Supplements are not regulated in the same way as medicines are. Therefore, they can contain substances not listed on the label, which may be banned in sport. Although pure herbal ingredients appear benign when they are processed to manufacture supplements, their safety cannot be guaranteed.
Supplements are at greater risk from cross-contamination from other substances manufactured on the same equipment. Because of this risk, Sport Integrity Australia’s advice is that no supplement is 100% safe to use, and athletes should not risk their careers by taking a supplement.
A survey of Australian supplements in 2016 by LGC, discovered that 1 of every 5 supplements tested contained a prohibited substance, not listed on the label.

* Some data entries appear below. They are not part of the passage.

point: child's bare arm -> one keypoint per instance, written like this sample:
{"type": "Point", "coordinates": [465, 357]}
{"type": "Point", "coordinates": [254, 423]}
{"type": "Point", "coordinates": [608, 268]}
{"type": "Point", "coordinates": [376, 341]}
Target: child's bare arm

Under the World Anti-Doping Code's strict liability principle, athletes are ultimately responsible for any substance found in their body, regardless of how it got there.
As such, Sport Integrity Australia cautions athletes to carefully consider their use of supplements. If supplements are deemed necessary, athletes must ensure their products are batch-tested, by using the Sport Integrity app, available for free download on Google Play and the Apple App Store.
It is also important for athletes competing in sports governed by a World Anti-Doping Code compliant anti-doping policy to be aware that they can’t just take any drug or medication.
Some common cold and flu tablets and decongestant medications contain pseudoephedrine. Pseudoephedrine is banned in-competition. Even asthma medication has restrictions on the dose that maybe taken during competition. (You can check the status of asthma medication in sport page for more information).
“Not all cold and flu medications are the same” says Dr Naomi Speers, Chief Science Officer. “Some do contain prohibited substances. It is important for athletes to be careful when checking their medications. Common ingredients such as phenylephrine and pseudoephedrine, sound similar however one is prohibited and the other not.”
All athletes are advised to check medications on Global DRO, to see if there are any restrictions in taking their medication in or out of competition. If there are any concerns, athletes are encouraged to talk to their GP about finding a permitted alternative.